The central threat is prompt injection: malicious instructions hidden inside a web page, email, or document that trick Claude into doing something you never asked for — because Claude is acting inside your logged-in session, a successful injection can act as you. Anthropic has been unusually candid here, guarding the feature with safety classifiers but still describing browser use as carrying inherent risk. Independent security researchers have repeatedly demonstrated injection chains against the extension through 2026, so this isn’t hypothetical.

Anthropic’s mitigations include:

  • High-risk site blocks — Claude is restricted from acting on sensitive categories like banking and investment sites.
  • Per-site permissions — you approve each site before Claude can operate there, and confirm before consequential actions.
  • Admin allowlists and blocklists — Team and Enterprise admins can control exactly which sites Claude may touch.
  • Intervention on high-risk pages via the webNavigation permission.

The honest takeaway: it’s powerful and it’s supervised for a reason. Treat it as an assistant you watch, not one you walk away from, and be cautious about pointing it at pages you don’t trust.

Where a browser agent fits — and where it doesn’t

Driving the browser UI is the right tool when the job is the browser: research across tabs, checking your own work, clicking through a site that has no API, or reproducing a bug. It’s session-bound (it runs where you’re logged in), per-site permissioned, and something you supervise.

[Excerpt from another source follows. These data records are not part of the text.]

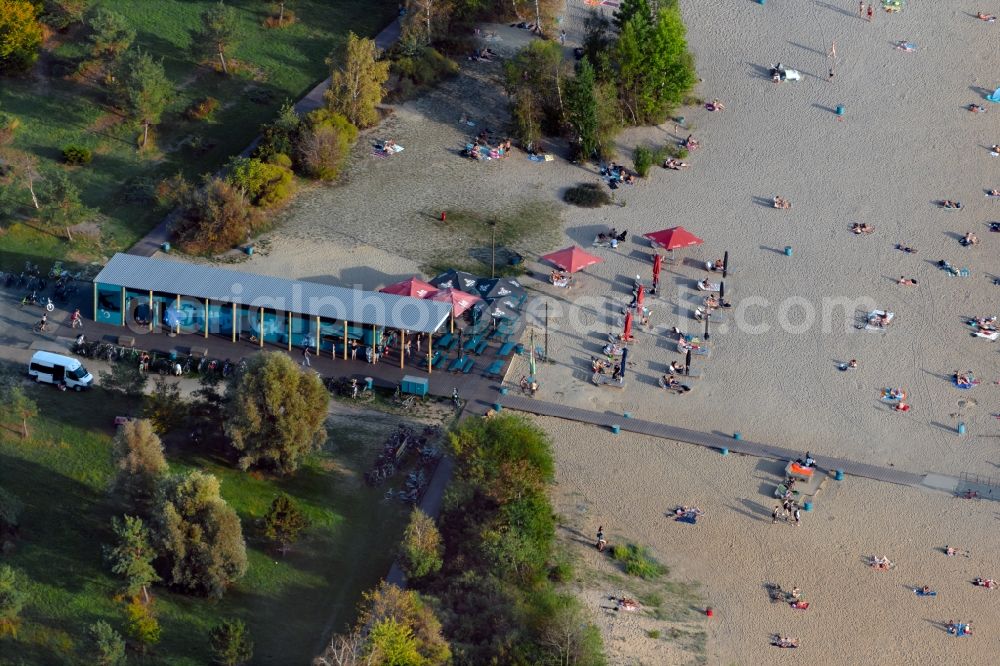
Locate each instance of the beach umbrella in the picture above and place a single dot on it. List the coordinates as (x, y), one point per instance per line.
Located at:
(460, 301)
(572, 259)
(414, 287)
(452, 279)
(673, 238)
(493, 289)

That’s a different shape of automation than running work server-side. For always-on tasks that need to fire on their own — reply to an inbound email, update a CRM when a lead comes in, file a document, follow up on a schedule — an approach that connects to apps through APIs and reacts to events tends to be steadier than one clicking through a live browser tab. That’s the lane Carly sits in: it’s an AI assistant that runs in the cloud with its own email address, triggers on incoming email, calendar invites, and Slack messages, and reaches your tools through 260+ native integrations (plus a bring-your-own-key option for almost anything with a public API) rather than by driving Chrome. Pricing is free for unlimited Zapier-style workflows, with AI agents from $35/month. Different mechanism, different reliability profile — worth knowing which one your task actually needs.

For a lot of people the answer is both: a browser agent like Claude in Chrome for the hands-on, in-the-tab work you’re doing right now, and event-driven automation for the recurring work you’d rather never touch again.